Nas eleições legislativas desta terça-feira nos Estados Unidos, que podem decidir os rumos dos últimos dois anos do mandato do presidente Donald Trump, os eleitores locais, que em 2016 foram decisivos para a vitória do republicano no estado, tendem a ser novamente cruciais. O paradoxo é que, com os bolsos cheios, voltaram sua preocupação para questões sociais e tendem a votar de novo nos democratas, como faziam historicamente.
— A vida das pessoas está boa, todos têm emprego. E, agora, não importa só a economia. Não queremos mais governantes com um discurso que incentiva o ódio — afirmou a webdesigner Debby Ward, de 56 anos, que mora em Carnegie, subúrbio de Pittsburgh.

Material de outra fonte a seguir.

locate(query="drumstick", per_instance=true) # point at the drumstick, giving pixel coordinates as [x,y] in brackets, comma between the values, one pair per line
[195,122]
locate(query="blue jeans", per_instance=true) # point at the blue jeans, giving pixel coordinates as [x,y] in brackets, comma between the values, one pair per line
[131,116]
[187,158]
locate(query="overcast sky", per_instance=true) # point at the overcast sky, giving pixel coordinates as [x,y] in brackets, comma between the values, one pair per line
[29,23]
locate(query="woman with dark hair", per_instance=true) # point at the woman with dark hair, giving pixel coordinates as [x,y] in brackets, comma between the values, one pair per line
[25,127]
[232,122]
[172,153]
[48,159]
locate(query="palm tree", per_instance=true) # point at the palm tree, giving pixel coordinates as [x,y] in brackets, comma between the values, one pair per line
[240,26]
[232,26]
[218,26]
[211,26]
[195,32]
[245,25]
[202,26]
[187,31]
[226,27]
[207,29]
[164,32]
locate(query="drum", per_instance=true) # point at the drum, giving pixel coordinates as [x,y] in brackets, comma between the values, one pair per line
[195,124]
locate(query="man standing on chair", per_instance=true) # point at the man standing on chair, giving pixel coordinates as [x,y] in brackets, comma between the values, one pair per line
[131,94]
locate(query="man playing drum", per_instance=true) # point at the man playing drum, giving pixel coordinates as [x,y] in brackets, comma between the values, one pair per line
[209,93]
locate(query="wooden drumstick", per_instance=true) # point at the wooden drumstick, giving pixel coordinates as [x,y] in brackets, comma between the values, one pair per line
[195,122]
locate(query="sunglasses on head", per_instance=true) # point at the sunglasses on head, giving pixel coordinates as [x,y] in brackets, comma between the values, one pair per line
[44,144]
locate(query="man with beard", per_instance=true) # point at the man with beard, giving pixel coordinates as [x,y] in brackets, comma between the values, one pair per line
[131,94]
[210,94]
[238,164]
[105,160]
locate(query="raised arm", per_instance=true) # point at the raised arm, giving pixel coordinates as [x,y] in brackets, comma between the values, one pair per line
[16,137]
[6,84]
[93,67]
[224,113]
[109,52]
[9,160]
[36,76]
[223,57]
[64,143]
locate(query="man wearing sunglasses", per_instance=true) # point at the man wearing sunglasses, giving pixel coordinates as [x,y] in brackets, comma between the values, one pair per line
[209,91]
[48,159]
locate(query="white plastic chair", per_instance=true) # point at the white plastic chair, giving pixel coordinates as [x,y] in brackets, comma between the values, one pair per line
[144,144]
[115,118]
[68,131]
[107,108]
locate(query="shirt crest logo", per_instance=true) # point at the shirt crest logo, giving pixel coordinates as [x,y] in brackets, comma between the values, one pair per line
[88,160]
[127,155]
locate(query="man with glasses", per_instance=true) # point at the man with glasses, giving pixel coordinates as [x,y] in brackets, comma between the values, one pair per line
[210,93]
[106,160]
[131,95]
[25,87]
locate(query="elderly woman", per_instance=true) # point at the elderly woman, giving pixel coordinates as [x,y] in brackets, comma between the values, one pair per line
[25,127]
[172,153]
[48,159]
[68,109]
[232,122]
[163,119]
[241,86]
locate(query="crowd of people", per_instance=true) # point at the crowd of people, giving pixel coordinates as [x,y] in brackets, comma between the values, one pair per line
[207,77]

Pesquisas indicam que a avaliação de Debby pode ser a dominante. Não apenas na área metropolitana de Pittsburgh, onde moram 2,4 milhões de pessoas, como em todo o chamado Cinturão da Ferrugem — região que sofre com o declínio industrial americano, via sua população encolher a cada ano e sentia-se esquecida pelos governantes. Agora, por diversos motivos, os estados de Pensilvânia, Ohio, Michigan, Indiana, Wisconsin, Virgínia Ocidental e uma parte de Nova York parecem ter deixado a crise para trás.

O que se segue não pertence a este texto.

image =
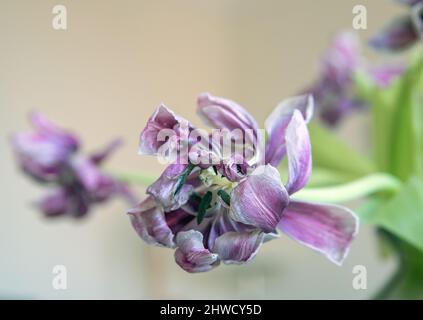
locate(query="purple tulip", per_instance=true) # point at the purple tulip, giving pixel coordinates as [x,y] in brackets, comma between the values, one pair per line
[333,91]
[225,212]
[403,32]
[49,154]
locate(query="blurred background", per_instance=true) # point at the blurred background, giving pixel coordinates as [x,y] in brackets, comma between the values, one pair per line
[103,77]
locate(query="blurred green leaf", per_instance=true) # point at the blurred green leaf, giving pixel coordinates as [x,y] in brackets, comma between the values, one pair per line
[332,153]
[406,154]
[403,214]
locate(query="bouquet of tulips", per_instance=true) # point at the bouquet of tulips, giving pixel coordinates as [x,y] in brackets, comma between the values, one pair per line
[227,190]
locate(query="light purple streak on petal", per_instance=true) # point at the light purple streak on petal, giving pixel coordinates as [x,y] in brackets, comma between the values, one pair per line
[298,148]
[162,118]
[238,247]
[191,254]
[328,229]
[260,199]
[398,35]
[226,114]
[385,75]
[99,156]
[163,190]
[149,222]
[277,122]
[222,223]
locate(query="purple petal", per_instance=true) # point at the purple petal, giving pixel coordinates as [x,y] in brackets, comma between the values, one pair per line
[238,247]
[342,57]
[278,121]
[260,199]
[149,222]
[226,114]
[298,148]
[163,190]
[47,128]
[87,173]
[398,35]
[162,119]
[417,16]
[234,169]
[191,254]
[328,229]
[409,2]
[42,153]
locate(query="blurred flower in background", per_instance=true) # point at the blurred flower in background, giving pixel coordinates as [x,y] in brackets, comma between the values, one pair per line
[335,90]
[49,155]
[403,32]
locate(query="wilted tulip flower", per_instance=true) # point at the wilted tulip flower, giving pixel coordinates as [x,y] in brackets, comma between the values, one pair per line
[402,32]
[225,210]
[50,155]
[334,91]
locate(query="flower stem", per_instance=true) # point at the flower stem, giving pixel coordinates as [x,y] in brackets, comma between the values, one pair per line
[378,182]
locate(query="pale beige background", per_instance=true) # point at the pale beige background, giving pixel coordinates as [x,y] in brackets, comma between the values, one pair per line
[103,77]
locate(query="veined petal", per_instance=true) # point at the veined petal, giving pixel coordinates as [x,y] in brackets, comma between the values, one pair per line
[163,118]
[410,2]
[328,229]
[298,148]
[238,247]
[417,17]
[224,114]
[278,121]
[260,199]
[149,222]
[191,254]
[398,35]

Há dois anos, Trump e a democrata Hillary Clinton concentraram a fase final das campanhas no Cinturão da Ferrugem. A estratégia surpreendeu especialistas, que imaginavam que ambos deveriam estar nos “estados-pêndulo”, que a cada eleição escolhem um partido, como a Flórida.
Na apuração, a estratégia dos candidatos foi explicada. Trump teve vitórias apertadas em estados antes tido como fiéis aos democratas, o que o ajudou a chegar à Casa Branca. Por apenas 68 mil votos, por exemplo, ele conquistou todos os 20 delegados do colégio eleitoral da Pensilvânia, um peso considerável na sua luta pelos 270 delegados necessários para a vitória.
No total, os estados do Cinturão da Ferrugem deram 80 votos a Trump no Colégio Eleitoral, um em cada quatro obtidos pelos republicano, que ao final conseguiu contabilizar 306 votos na instância que formalmente elege o presidente americano. Essa força surpreendeu, pois a região era considerada um feudo democrata, devido à forte influência dos sindicatos.
A vantagem de dois anos atrás não deve se repetir agora, quando serão renovados os 435 deputados, 35 dos 100 senadores e 36 dos 50 governadores, além de diversos cargos locais por todo o país. Em jogo, está a maioria republicana na Câmara e no Senado.
— Em vários estados do Cinturão da Ferrugem as disputas estão muito apertadas, mas vemos que os democratas devem se sair melhor que em 2016 — afirmou ao GLOBO Robert Schmuhl, professor de Ciências Políticas da Universidade Notre Dame, no estado de Indiana.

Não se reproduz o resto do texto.